Being unattached to the outcome of anything is sound advice to follow. It is also quite a challenge, but doable with practice. But I was thinking of another kind of detachment: detaching from that which I don’t want.
I believe that what we don’t want sticks to us if we let it, i.e., we place out thoughts and attention on it. If I want to lose 10 pounds and I am always thinking “these 10 pounds, these 10 pounds, how am I ever going to lose them?”, then it is almost like a form of attachment to the 10 pounds.
I am a recovering addict to chaos and drama. We always have the choice of how we will react in any given situation – we are in control even if it doesn’t seem like it at times. If someone attacks me with their words or tries to manipulate me, I have a choice of how I allow that person’s choices to influence me and how I feel. I can attach myself to their perception of me, with my need for approval, or I can simply detach from what they think of me. Lately, I have been doing a lot of detaching.
It is exhausting caring what other people think so much – believe me, I know. You come to a point where it is not that you just stop caring all together, but you can’t over-care anymore – it is just not worth it.
But it is not all about what other people think. It is also how we live our lives. We can form attachments to physical objects, and this can lead to excessive clutter and disorganized spaces that might make us feel mentally and emotionally disorganized. We can also become attached to habits and comfort zones, which can make it really difficult to make changes.
Besides being unattached to the outcome or that which we don’t want, we can also detach from whatever it is we don’t want by making another choice. I know this is oversimplifying complex problems, but simplifying can have a profound impact on the future state of things, if we let it.

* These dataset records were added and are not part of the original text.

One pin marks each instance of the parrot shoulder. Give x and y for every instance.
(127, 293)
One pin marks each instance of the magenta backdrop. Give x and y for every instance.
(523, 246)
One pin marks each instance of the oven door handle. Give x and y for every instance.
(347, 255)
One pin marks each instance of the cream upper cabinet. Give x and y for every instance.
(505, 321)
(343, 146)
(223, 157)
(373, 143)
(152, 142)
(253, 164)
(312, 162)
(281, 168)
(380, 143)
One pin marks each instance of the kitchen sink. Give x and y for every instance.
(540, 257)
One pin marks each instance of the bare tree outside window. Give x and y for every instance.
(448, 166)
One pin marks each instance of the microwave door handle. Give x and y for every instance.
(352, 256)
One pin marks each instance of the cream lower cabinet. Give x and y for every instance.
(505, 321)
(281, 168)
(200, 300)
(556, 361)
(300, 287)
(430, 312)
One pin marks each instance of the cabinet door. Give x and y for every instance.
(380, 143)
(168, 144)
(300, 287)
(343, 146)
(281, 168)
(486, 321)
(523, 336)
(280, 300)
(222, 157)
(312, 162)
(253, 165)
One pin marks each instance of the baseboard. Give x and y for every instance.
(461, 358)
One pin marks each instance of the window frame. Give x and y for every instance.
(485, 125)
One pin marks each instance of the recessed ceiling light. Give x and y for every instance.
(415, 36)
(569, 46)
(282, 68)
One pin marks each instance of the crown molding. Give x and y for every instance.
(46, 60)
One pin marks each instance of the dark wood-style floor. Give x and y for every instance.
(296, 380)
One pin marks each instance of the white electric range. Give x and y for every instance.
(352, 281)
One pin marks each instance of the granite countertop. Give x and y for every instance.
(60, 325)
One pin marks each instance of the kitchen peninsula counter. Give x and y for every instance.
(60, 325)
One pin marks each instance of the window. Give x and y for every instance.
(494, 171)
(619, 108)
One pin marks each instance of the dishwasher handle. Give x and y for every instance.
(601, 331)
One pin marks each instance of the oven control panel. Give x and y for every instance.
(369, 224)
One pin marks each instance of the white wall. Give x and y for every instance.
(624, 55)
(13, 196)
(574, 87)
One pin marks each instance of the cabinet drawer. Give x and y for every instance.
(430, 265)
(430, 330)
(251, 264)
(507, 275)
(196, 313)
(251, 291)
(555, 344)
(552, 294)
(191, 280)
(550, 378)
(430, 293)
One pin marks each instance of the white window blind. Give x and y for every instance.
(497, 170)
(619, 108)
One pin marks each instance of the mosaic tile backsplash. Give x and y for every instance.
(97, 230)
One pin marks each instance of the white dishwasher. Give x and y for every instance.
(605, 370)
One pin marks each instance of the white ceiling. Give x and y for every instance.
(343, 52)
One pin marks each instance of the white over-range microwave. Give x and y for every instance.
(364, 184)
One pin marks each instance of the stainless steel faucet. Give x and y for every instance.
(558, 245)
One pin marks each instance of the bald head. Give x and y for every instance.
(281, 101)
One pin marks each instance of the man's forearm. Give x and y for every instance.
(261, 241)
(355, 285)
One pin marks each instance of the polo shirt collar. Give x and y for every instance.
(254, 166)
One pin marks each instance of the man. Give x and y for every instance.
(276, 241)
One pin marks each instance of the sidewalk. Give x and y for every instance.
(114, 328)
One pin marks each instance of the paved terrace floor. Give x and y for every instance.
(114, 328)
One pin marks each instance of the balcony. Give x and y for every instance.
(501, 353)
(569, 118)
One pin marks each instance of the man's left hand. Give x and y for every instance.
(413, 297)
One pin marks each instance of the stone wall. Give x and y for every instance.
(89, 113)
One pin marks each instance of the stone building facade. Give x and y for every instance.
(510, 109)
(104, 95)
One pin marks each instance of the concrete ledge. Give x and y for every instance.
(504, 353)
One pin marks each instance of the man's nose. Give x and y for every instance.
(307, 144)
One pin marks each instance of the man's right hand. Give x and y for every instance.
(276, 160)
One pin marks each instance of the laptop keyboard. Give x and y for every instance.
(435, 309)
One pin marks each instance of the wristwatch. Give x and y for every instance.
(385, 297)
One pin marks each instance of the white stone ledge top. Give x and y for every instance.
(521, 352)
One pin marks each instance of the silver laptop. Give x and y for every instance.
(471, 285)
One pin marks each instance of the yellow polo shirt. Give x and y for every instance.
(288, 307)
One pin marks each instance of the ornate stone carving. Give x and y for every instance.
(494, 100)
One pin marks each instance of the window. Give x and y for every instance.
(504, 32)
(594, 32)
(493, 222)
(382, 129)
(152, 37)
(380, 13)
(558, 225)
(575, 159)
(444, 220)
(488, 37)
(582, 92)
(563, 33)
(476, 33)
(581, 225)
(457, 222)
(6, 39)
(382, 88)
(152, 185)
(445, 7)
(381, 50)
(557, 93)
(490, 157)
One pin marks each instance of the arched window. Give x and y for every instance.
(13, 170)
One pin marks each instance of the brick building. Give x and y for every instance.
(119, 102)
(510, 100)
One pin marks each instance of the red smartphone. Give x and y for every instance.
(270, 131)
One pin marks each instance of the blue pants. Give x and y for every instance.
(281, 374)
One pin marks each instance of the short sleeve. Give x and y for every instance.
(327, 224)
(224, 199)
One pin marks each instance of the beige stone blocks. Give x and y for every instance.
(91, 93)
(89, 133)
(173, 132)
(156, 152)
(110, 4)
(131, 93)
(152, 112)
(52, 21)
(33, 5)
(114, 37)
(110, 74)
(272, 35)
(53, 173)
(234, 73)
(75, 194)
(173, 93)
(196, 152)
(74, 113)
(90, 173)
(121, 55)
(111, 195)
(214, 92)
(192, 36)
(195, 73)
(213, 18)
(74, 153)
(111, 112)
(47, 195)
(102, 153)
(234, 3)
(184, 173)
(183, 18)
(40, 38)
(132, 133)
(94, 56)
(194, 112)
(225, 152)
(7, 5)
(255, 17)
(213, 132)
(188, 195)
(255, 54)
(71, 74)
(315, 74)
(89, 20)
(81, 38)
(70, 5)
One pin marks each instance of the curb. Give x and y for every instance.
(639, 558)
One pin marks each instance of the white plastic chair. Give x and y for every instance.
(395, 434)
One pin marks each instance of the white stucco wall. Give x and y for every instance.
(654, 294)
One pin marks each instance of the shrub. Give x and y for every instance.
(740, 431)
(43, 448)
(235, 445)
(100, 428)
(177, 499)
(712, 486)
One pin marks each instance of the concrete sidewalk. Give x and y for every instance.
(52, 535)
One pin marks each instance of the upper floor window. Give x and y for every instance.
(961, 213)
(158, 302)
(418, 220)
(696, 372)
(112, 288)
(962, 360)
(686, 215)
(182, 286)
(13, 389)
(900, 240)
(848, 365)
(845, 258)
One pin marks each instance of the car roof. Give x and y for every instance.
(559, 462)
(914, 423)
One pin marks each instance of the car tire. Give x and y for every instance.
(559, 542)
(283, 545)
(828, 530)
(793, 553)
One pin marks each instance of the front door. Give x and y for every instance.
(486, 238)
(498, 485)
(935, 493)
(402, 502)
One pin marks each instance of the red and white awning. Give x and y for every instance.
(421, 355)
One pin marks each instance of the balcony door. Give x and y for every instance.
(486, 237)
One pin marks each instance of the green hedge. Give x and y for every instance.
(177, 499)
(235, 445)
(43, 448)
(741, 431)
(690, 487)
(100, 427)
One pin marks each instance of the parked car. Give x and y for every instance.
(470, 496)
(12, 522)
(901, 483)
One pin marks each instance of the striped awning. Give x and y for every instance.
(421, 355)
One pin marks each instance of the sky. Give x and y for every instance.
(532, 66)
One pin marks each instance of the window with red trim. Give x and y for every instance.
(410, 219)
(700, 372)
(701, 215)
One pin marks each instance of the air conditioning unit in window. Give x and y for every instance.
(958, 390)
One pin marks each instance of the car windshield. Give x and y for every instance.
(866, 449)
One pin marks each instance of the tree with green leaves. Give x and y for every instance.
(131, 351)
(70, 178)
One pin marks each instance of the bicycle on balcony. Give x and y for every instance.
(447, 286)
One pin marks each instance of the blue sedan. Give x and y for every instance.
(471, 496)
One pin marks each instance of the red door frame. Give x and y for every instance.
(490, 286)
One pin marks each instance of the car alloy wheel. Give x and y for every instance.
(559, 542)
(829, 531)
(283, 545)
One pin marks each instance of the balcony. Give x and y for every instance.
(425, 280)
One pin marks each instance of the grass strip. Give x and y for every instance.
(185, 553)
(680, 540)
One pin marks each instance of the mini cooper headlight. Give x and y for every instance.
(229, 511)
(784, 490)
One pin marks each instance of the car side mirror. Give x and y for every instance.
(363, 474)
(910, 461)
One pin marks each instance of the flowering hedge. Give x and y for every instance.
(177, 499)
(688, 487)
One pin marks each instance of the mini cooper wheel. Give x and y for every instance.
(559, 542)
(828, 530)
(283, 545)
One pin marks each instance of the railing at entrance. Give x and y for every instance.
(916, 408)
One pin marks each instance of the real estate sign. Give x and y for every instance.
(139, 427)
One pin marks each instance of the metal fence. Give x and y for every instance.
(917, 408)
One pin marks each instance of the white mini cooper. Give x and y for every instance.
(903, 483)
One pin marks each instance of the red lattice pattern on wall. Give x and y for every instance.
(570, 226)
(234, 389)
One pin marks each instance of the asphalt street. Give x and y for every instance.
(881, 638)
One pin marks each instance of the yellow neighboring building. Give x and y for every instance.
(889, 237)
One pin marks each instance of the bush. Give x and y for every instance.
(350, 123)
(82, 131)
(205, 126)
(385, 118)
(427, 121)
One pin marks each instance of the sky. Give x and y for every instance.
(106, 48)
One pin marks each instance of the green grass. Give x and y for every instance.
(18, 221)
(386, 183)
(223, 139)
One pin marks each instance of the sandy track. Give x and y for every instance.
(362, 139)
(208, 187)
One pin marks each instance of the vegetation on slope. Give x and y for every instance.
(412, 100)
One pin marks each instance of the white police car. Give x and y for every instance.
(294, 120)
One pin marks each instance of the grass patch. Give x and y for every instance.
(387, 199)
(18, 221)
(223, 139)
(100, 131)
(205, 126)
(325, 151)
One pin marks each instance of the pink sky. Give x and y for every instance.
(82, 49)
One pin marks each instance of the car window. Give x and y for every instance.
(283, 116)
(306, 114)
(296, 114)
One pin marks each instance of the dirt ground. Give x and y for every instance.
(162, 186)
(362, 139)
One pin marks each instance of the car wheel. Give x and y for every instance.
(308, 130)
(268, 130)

What if what we chose not to do could have a major impact on our lives? What if doing nothing actually is doing something, by not doing the something that is causing a problem in the first place?
Take carbs. Just deleting (or dramatically reducing them – the bad ones) from a diet can have a significant impact on weight loss for many people. By detaching from carbs, a person could lose those 10 pounds without changing anything else over time and with discipline.
Another example is people-pleasing. Detaching from being a people pleaser (slowly) has given me the freedom of so much more time to do things that I felt I didn’t have time for not too long ago – even if that is just to relax! Letting go of the need to please is a form of detachment that can be extremely rewarding – much more than over-caring ever was.
Detaching from the things that aren’t serving us, our purpose, and our dreams is a piece of the much larger puzzle we put together on the journey to making things better. If nothing else, it creates the space needed for our creative ideas to grow. Just let it go, and see if the world ends…or maybe it gets just a smidgen better. Namaste.